国民の一人ひとりの素質・天分の発揮のうえから考えて、
いつの社会でも、「貧困」という問題がもっとも大きなガンとなっている。…それに対して、
二つの大きな道がある。
自分の一生を社会改革のために捧げるか、
それとも自分にあると信じられる自己の内なる素質・天分を、恵まれない条件の下で
あっても、死力を尽くして実現するべく努力するかである。
前者は政治への道となり、後者は生活人の道となる。

『人生二度なし』

近年、格差社会論が盛んですが、戦前の日本は現代以上の格差社会でした。
貧しさのために、小学校を出ただけで働く人も少なくありませんでした。

とくに昭和恐慌では、都市には失業者があふれ、農村では娘の身売りが続出したといいます。
庶民の怒りは財閥や一部政治家に向かい、
それが一方ではマルクス主義の運動に、他方では軍部や右翼の国家改造論につながっていきます。

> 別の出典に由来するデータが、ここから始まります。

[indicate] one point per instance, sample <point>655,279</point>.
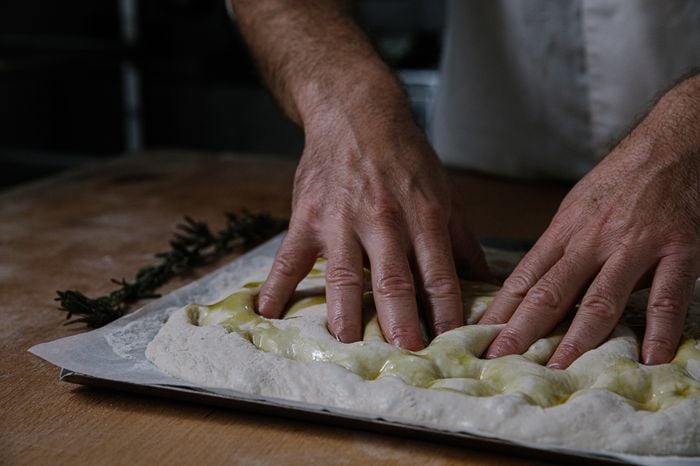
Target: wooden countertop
<point>79,229</point>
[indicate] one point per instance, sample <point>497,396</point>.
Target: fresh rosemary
<point>193,245</point>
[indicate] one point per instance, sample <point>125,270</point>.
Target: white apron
<point>544,88</point>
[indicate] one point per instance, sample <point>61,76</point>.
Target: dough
<point>605,401</point>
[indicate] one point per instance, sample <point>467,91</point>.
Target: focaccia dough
<point>605,401</point>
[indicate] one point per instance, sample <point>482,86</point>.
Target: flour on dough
<point>605,401</point>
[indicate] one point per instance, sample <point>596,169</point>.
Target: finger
<point>670,294</point>
<point>393,290</point>
<point>344,282</point>
<point>293,262</point>
<point>545,305</point>
<point>600,308</point>
<point>468,255</point>
<point>438,278</point>
<point>543,255</point>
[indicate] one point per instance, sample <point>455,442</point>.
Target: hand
<point>634,217</point>
<point>374,188</point>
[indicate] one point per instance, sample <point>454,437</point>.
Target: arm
<point>368,184</point>
<point>633,220</point>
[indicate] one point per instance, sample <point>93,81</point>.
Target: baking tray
<point>113,357</point>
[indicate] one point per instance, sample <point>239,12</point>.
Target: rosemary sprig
<point>193,245</point>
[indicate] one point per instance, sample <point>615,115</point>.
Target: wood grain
<point>80,229</point>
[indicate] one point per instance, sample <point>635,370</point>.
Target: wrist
<point>363,95</point>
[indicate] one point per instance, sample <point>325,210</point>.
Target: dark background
<point>85,80</point>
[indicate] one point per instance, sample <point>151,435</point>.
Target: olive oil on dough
<point>605,401</point>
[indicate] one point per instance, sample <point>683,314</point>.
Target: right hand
<point>371,187</point>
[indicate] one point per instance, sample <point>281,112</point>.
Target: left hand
<point>634,218</point>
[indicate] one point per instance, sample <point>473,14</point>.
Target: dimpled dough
<point>605,400</point>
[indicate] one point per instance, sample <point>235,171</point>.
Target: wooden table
<point>79,229</point>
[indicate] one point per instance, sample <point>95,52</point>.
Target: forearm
<point>315,58</point>
<point>672,127</point>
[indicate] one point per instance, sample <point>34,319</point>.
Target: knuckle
<point>571,349</point>
<point>399,331</point>
<point>285,265</point>
<point>394,285</point>
<point>341,323</point>
<point>432,213</point>
<point>661,345</point>
<point>307,212</point>
<point>599,306</point>
<point>544,296</point>
<point>384,213</point>
<point>343,277</point>
<point>665,307</point>
<point>441,284</point>
<point>518,284</point>
<point>510,341</point>
<point>444,325</point>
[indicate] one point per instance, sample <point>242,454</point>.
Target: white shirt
<point>544,88</point>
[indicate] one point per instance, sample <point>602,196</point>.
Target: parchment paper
<point>116,352</point>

森が青春時代を送ったのは、そういう厳しく困難な時代でした。
しかし彼は、前者の社会改革の道をあえてとろうとはしませんでした。

彼が選んだのは、後者の生活人の道でした。
師範学校の一教師として、将来教職を目指す若者たちの教育に、情熱を傾けたのです。
それは何十年もかかる道のりでしたが、後年確かに実を結びました。

現代で言えば前者の道は、単なる政治家ではなく、市民活動や言論活動も含まれるかもしれません。

しかし、そういったきらびやかな道だけではなく、
一職業人として自己に与えられた持ち場で全力を尽くす、という生き方もあるということです。